Trump’s Firsts and Near-Firsts As a Major-Party Presidential Nominee

Donald Trump Rallies In Indianapolis
Still kinda hard to believe, isn’t he? Photo: Joey Foley/Getty Images

If Donald Trump wins the Indiana primary handily tonight and is generally deemed to be the “presumptive” if not “putative” Republican presidential nominee, there will be a lot of articles written with headlines echoing this one at Vox today, from Matt Yglesias: “Donald Trump is really going to be the nominee. This is actually happening.”

Lord knows we’ve all had plenty of time to get used to the idea. But it’s kind of like December of 2000: Every day you wake up and wonder if you’ve dreamed it all until the television comes on and there’s the nightmare of a recount, or of the GOP presidential front-runner casually endorsing a tabloid theory that his opponent’s father helped assassinate JFK

Yikes.

Aside from Trump’s er, ah, style, there are a number of unusual, and in some cases unique, aspects of his background. 

1. He’s the first major-party nominee since Dwight D. Eisenhower in 1952 never to have held elective office. Ike, of course, did defeat Nazi Germany, which is a bit more of a public credential than building a real-estate fortune and a TV career, but let’s don’t get too technical. If you think of Ike’s post-World War II service as Supreme Commander of NATO as an appointed public office, then Trump’s the first nominee to have neither elected or appointed political experience since Winfield Scott Hancock, the Democratic nominee in 1880. 

2. Trump is the fifth major-party nominee to have been divorced, after Stevenson, Reagan, McCain, and Kerry. But he’s the first double divorcée.

3. He’s the first New Yorker to head a ticket since — this is the answer to a good trivia question — Richard M. Nixon in 1968. The Tricky One relocated from California to New York after his 1962 gubernatorial defeat in the Golden State. If you don’t consider Nixon a true New Yorker, you probably don’t consider Ike one either; so that would make Trump’s most proximate Empire State predecessor Thomas Dewey a mere 68 years ago.

4. Trump is the only the second major-party nominee with entertainment-business experience prior to entering politics.
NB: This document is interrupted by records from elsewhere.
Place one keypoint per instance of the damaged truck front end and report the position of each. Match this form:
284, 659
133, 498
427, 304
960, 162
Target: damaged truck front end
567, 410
You could make a case his show business career has been more illustrious than Reagan’s. He wasn’t a football star like Gerald Ford was, but he did own a football team (just as Bush 43 once owned a baseball team). Trump is one of a few presidential nominees who published a widely read book before running for president, and it’s very likely The Art of the Deal outsold Ike’s war memoirs or JFK’s Why England Slept by a wide margin. None of these, of course, quite matches the literary value of Jefferson’s and Madison’s contributions to the Declaration of Independence or the Constitution of the United States.  

5. It’s unclear if Trump is the wealthiest of presidential nominees. Without wading into iffy estimates and constant-dollar comparisons, he clearly outranks John Kerry with his cash-poor boarding-school education and John McCain with his four houses and likely the Bushes with their oil money. JFK and FDR may have had equivalent family fortunes in their day.

6. On the flip side of the ledger, Trump is not the first major-party nominee to resort to the bankruptcy laws. The most famous financially desperate former president was U.S. Grant, but William McKinley, and — according to one report — Abraham Lincoln and Thomas Jefferson had to obtain the protection of law against creditors.

In some respects, Trump’s not that unusual. If elected, he’d be the seventh or eighth Presbyterian in the White House (the number depends on whether you consider Reagan affiliated with his wife’s Presbyterianism or his own family’s Disciples of Christ). And he will be by my count the 76th man to receive a major-party nomination since the emergence of the Second Party System, in 1828 — and just the 75th white man! Some things never, or at least rarely, change.